No nos detenemos en el alto. Como siempre los fuertes vientos hacen desagradable la permanencia en ese enclave. Hemos disfrutado de la vista del valle del Arga durante la ascensión y ya hemos estado allí todos, así que no aflojamos y continuamos la senda. Apenas vemos un peregrino, que almuerza protegido del aire por una enorme columna de piedra, lo que es sin duda algo insólito en este notable hito del Francés.
Comienza el pedregoso descenso, se distingue ya nuestro objetivo. Yo bajo en cabeza, ayudado con los dos bastones que palían mi falta de destreza habitual. Al cabo me encuentro con una pareja que portan una bandera eslovaca en la mochila. Ella, pelirroja y delgada, sonríe un poco sorprendida por mi conversación en inglés con su pareja. Al llegar Isidro le mira de reojo y comienza a reír. Joseba se ha quedado atrás. La bajada está suponiendo un duro hándicap para sus cansadas piernas. Le cuesta caminar al ritmo del grupo, así que varias veces sobrepasamos y somos sobrepasados por la pareja eslovaca. La joven pelirroja mira a Isidro y ríe cada vez más descaradamente. No llegamos a comprender de qué está tronchando, pero su buen humor es contagioso. Para todos menos para el Ibartarra que sufre y maldice la infernal bajada.

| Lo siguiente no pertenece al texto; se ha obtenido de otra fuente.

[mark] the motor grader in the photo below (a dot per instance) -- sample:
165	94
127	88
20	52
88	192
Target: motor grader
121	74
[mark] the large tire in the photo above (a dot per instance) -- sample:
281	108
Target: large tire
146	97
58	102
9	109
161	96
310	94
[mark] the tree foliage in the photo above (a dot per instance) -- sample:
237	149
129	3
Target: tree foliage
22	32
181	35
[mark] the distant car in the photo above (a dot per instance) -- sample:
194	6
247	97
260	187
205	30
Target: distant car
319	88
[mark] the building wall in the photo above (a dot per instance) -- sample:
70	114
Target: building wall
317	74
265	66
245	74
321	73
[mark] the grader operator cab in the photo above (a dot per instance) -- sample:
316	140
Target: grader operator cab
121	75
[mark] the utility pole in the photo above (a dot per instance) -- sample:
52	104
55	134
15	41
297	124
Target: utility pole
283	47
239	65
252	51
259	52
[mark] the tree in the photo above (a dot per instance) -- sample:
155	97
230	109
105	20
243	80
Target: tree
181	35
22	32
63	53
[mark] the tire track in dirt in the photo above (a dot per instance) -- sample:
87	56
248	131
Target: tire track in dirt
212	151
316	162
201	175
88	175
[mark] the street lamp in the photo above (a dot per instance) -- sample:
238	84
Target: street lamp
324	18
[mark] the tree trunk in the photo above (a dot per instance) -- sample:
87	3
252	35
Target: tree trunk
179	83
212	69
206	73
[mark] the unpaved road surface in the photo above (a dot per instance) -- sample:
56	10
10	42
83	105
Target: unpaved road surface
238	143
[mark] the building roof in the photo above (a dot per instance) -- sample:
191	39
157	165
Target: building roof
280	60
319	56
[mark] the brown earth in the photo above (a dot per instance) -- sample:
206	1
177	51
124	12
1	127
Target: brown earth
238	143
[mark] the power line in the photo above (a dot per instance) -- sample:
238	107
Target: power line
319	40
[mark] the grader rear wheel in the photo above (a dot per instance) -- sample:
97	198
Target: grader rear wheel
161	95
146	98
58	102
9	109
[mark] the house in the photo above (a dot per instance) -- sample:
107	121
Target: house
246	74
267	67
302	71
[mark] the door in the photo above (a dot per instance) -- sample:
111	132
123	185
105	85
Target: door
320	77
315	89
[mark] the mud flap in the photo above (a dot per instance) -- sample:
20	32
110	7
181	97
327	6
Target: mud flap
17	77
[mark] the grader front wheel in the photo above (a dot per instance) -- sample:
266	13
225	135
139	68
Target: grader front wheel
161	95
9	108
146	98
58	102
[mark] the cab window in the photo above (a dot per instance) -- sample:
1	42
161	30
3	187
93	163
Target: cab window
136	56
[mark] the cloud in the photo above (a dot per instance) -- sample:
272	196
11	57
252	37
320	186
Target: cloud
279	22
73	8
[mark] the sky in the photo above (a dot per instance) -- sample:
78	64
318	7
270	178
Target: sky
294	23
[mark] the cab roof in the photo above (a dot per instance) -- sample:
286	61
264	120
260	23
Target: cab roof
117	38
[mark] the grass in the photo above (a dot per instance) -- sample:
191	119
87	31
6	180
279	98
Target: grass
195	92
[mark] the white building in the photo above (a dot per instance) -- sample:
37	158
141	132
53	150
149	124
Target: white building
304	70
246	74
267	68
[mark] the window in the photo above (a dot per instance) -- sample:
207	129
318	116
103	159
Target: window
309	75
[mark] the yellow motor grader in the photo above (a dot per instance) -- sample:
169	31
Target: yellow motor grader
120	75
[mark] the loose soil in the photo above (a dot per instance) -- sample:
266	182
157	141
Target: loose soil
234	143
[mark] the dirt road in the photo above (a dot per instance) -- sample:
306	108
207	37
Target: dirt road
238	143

Al fin observamos el cartel de Uterga, aunque tiene trampa: todavía queda casi un kilómetro hasta el albergue Camino del Perdón.
Exhaustos, en vez de hacer el check in, nos sentamos en la terraza para beber una cerveza Alhambra tras otra. Joseba, por consejo de Paco, levanta las piernas y parece revivir tras una larga sesión de bostezos provocados por el cansancio. Nos instalan en un dormitorio compartido, dividido en dos zonas, al que la hospitalera llama “albergue”. El baño está contiguo a la habitación y a una zona común con sofás. No ha llegado ningún peregrino más, por el momento, así que disponemos de un espacio de cinco literas dobles para los cuatro.

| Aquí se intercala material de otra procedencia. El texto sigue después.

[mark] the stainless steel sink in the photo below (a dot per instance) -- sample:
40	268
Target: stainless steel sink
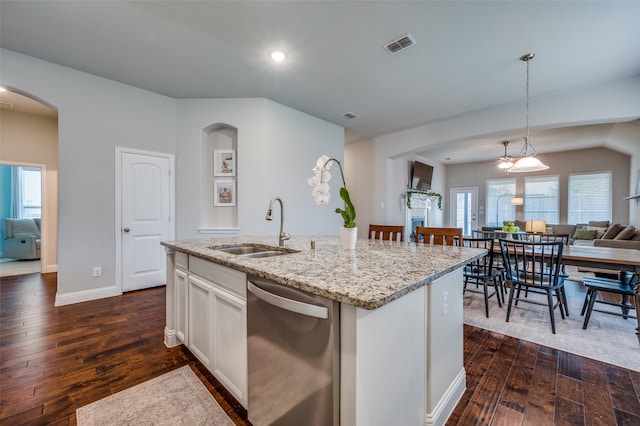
266	253
254	250
243	249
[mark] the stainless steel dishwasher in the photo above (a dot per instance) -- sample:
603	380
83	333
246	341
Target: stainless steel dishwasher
293	356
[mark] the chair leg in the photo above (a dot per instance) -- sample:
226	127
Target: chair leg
564	300
486	298
586	301
497	290
551	314
560	297
511	291
592	301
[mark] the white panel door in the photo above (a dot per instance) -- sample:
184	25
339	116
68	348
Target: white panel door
145	220
464	209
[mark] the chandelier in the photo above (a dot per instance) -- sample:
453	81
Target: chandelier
528	161
506	161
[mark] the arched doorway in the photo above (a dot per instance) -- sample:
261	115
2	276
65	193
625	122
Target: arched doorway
30	140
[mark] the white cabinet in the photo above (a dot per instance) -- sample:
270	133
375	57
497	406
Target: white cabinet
200	319
217	322
181	286
229	363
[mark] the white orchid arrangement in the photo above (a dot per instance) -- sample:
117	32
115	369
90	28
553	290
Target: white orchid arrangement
320	192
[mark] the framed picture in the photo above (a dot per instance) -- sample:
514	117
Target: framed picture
224	192
224	162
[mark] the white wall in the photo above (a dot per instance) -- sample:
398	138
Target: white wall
612	102
95	116
277	148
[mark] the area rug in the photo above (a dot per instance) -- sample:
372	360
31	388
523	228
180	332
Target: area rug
175	398
608	338
12	267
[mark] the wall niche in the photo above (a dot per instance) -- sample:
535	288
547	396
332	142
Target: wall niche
219	207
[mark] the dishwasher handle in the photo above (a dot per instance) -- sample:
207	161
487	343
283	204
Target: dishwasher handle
302	308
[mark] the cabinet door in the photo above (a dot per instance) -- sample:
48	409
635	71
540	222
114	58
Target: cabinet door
230	343
200	295
181	286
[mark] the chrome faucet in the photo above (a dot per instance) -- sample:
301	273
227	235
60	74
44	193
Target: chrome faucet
283	235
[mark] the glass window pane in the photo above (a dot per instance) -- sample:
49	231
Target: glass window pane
31	192
499	209
589	197
541	199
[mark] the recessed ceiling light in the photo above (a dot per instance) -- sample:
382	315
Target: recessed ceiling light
277	55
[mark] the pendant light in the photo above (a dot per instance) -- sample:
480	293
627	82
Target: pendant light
528	161
506	161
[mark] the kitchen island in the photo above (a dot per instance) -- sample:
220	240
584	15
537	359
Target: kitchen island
400	340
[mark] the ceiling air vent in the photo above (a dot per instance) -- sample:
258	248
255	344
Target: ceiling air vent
400	44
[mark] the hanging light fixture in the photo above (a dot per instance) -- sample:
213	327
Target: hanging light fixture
506	161
528	161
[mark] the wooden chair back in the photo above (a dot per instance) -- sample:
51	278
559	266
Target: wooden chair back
439	236
386	232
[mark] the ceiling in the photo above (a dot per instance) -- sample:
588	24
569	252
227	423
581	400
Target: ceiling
466	58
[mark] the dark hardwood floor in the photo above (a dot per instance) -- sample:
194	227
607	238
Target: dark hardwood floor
54	360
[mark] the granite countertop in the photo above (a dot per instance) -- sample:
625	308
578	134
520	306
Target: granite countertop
372	275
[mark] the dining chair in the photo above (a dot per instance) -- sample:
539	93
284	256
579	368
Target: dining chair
386	232
624	286
439	236
481	272
534	267
552	238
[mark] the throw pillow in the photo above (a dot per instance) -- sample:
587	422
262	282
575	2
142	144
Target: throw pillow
24	226
599	230
626	233
585	234
598	223
613	231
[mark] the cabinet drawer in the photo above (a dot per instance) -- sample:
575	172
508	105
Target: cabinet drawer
226	278
182	260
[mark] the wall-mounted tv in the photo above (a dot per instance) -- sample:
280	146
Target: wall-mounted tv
421	175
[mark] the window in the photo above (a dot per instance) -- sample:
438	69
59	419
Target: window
499	209
589	197
541	199
26	193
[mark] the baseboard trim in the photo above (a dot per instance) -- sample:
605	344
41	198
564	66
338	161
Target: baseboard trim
170	338
86	295
447	404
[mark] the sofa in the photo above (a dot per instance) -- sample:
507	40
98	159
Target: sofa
601	234
595	233
23	239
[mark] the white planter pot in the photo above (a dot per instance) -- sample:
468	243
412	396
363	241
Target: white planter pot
348	236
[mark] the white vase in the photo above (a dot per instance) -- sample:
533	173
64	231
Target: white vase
348	236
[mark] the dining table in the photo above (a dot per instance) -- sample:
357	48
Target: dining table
602	258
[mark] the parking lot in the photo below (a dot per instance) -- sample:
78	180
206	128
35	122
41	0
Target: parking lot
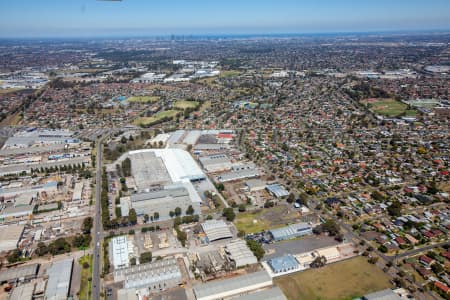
301	245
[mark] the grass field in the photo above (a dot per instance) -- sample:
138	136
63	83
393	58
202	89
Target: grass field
143	99
155	118
339	281
264	219
230	73
86	274
389	107
183	104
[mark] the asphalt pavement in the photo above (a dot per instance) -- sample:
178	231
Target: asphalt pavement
97	225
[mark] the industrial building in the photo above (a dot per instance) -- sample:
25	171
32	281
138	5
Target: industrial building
291	231
239	253
12	212
274	293
10	236
283	264
20	273
235	286
156	276
255	185
59	278
121	249
216	230
163	201
277	190
215	163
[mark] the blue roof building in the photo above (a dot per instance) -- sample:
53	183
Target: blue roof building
283	263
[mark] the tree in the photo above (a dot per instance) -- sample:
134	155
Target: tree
256	248
14	256
190	210
87	225
145	257
132	217
229	214
318	262
177	211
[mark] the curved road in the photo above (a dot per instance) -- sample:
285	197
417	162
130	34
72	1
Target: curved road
97	224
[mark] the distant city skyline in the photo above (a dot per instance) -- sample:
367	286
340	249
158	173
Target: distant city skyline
91	18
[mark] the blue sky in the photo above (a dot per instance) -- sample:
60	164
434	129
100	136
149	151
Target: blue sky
60	18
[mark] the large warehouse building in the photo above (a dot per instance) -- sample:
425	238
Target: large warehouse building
164	179
235	286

Nos duchamos y decidimos salir a pasear por el pueblo. En vez de Uterga parece Silent Hil, Belchitel o cualquier otro pueblo fantasma. El viento es frío y no se está demasiado a gusto en la calle. Las pavimentadas calles parecen ejercer de embudo para que corra más fuerte el aire proveniente de los campos de cereal. Paco e Isidro descubren una higuera y se aprovisionan de sus dulces frutos, mientras hablan con un lugareño. El pueblo, remodelado y muy funcional, tampoco tiene mucho que ver aparte de la plaza y el frontón municipal. Isidro, juguetón y bromista como siempre, asusta a una niña que vacilaba a un pequeño y acongojado perro. Un paisano ha decidido tomar una cerveza en la terraza del albergue y ha aparcado su montura en el exterior de la valla, un hermoso caballo marrón. Los precios de los albergues poco tienen que ver con otros que hemos observado y parece ser debido a una “guerra de precios” entre locales situados, frente a frente, en la salida del pueblo.
El clima se va volviendo más desapacible a medida que se oculta el sol. Decidimos refugiarnos en el interior del bar del albergue y allí mismo cenamos. Un menú peregrino bastante apañado para la escasez de romeros que hemos apreciado. El servicio fue muy amable y diligente. Teníamos ganas de comer caliente y las viandas nos supieron a gloria.
Nos retiramos pronto. Descubrimos que al otro lado del biombo del dormitorio se acuestan dos peregrinos de habla francesa, aunque no los vemos. Estamos bastante cansados y hay que recuperar cuerpo y espíritu para la segunda jornada maratoniana seguida, así que nos dormimos pronto. Otros 30 kilómetros aguardan mañana.